La référence que nous faisons du nom de BUKELE c’est pour exprimer notre choix d’un Etat fort qui saura utiliser à bon escient la Monopole de la violence légitime. Si on fait un branchmarking[15] pour une comparaison analytique entre la situation sécuritaire en Haïti et celle du Salvador[16], le combat mené contre les gangs dans ce pays d’une superficie totale de 21 041 km2 avec une population représentant la moitié de la population haïtienne, on peut noter le grand changement opéré au niveau de la population Salvadorienne qui vivait dans l’un des pays les plus violents au monde en 2018,[17] de la Capitale mondiale des homicides, pour devenir aujourd’hui le plus sécuritaire de la région d’Amérique Latine.[18] Et si on veut aussi comparer la préparation des gangs, il est évident que le niveau de criminalité au Salvador était hautement plus élevé qu’en Haïti. Certains l’ont déjà signalé que nous n’avons pas de vrai gangster ici, ce sont des bandits sans idéologie, ni objectif commun, ce n’est ni une lutte de classe. Ni une guerre de religion, ils n’ont pas de cohérence dans leurs discours ; hormis peut-être l’ancien policier Jimmy Cherisier, le dénommé Barbecue devenu chef de gangs, qui est parvenu à fédérer tous les groupes armés sous les yeux complices de la communauté internationale, représentée à l’époque par Helen Lalime[19] qui avait signalé que la fédération des gangs du G-9 aurait fait baisser la criminalité en Haïti.[20] Tout ceci pour faire remarquer que l’éradication des groupes armés et la récupération des territoires perdus en Haïti, sans minimiser leur capacité de représailles, pourraient se réaliser plus facilement qu’en Salvador où la plupart des gangs étaient des Salvadoriens, déportés des Etats-Unis d’Amérique.[21]
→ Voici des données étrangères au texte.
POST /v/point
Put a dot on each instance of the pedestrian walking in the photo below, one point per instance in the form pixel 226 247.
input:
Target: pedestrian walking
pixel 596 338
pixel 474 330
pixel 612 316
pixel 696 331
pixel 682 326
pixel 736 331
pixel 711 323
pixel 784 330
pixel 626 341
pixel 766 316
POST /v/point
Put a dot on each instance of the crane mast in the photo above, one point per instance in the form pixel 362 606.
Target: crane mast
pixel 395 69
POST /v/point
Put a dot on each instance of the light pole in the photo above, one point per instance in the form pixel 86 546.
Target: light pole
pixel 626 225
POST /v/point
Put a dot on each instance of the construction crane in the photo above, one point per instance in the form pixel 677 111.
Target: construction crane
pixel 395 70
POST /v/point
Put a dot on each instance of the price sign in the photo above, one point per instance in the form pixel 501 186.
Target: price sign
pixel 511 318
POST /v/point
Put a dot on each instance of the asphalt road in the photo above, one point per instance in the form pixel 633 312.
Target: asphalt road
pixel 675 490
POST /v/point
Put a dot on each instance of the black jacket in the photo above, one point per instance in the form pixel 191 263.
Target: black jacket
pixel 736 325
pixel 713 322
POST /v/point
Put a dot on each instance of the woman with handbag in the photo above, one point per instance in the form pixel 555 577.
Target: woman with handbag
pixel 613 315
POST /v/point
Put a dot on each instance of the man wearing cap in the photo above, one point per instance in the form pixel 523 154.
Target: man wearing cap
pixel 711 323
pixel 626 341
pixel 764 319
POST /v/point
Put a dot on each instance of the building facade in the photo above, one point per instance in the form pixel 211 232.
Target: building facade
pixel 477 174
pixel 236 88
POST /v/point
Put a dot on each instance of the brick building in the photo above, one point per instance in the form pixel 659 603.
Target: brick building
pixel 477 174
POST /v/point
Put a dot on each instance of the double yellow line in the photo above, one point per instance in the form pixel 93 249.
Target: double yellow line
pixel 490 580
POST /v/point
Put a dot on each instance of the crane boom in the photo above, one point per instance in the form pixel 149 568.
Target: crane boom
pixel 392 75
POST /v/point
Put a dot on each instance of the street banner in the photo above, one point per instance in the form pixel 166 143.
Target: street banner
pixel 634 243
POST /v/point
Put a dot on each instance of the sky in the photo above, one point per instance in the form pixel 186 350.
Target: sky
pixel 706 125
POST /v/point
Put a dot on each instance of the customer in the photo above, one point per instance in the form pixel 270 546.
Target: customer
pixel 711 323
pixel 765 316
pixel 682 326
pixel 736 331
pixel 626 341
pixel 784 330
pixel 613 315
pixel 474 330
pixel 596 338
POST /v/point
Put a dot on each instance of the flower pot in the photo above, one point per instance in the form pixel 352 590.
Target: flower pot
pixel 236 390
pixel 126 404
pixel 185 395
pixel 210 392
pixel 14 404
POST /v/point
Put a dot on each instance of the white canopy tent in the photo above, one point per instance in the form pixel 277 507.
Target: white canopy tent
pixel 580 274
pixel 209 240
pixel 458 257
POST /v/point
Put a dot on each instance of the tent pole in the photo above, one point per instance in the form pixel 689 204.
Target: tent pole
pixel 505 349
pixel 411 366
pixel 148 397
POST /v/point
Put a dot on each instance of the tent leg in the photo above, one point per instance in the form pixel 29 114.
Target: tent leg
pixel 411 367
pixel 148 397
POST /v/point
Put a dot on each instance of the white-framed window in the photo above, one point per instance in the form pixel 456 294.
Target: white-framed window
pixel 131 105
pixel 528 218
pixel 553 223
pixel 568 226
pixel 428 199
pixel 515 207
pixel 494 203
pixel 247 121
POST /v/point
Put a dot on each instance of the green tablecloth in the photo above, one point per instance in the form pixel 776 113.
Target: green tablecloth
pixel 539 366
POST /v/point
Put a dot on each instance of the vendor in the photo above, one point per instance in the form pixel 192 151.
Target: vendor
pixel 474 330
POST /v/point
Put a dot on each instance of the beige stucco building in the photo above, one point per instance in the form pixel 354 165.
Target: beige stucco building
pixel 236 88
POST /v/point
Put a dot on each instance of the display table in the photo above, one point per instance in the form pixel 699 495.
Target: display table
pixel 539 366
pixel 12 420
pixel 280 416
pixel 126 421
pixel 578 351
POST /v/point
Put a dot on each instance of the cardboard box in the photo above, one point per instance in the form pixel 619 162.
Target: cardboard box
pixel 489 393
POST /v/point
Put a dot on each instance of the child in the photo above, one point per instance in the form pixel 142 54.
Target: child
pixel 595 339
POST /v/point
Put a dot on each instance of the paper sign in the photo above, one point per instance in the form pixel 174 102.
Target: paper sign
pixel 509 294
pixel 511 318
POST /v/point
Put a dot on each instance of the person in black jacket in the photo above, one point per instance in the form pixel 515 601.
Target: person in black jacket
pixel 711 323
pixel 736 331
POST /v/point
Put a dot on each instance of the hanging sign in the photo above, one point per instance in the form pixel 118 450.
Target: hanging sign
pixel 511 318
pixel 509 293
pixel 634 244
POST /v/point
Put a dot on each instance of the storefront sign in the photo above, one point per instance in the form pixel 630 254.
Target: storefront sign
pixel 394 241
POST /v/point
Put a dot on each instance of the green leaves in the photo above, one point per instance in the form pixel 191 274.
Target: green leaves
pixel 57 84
À noter que pendant au moins 3 fois, Nayib BUKELE se propose d’intervenir en Haïti pour résoudre le problème, tout en posant ses conditions.[22] A ceci aussi nous avons notre position catégorique, par principe et conviction, que l’étranger n’a ni la mission ni la vocation de résoudre nos problèmes à notre place. En plus que sa proposition a été vite supportée par l’actuel président Dominicain Luis Abinader,[23] ce qui renforce nos doutes voire des soupçons contre l’opportunité d’une telle éventualité. Parallèlement, il faut le signaler, un ancien ambassadeur des USA en Haïti a aussi rapidement réagi sur son compte X, Daniel FOOTE,[24] pour attirer l’attention par rapport à l’intention du président BUKELE, de bonne foi, mais qui aurait partagé le même conseiller politique avec des leaders qui ont participé à la destruction d’Haïti.
Il n’y a aucun souci avec la dernière déclaration du président Bukele concernant Haïti, en date du 10 mars 2024, sur son compte X (ancien Tweeter) : « Nous avons vu des images similaires au Salvador il y a quelques années. Des gangs se baignent avec les crânes de leurs victimes. Tous les ʺexpertsʺ ont déclaré qu’ils ne pouvaient pas être vaincus, car ils faisaient « partie intégrante de notre société ». Ils avaient tort. Nous les avons effacés. Il faut faire la même chose en Haïti ».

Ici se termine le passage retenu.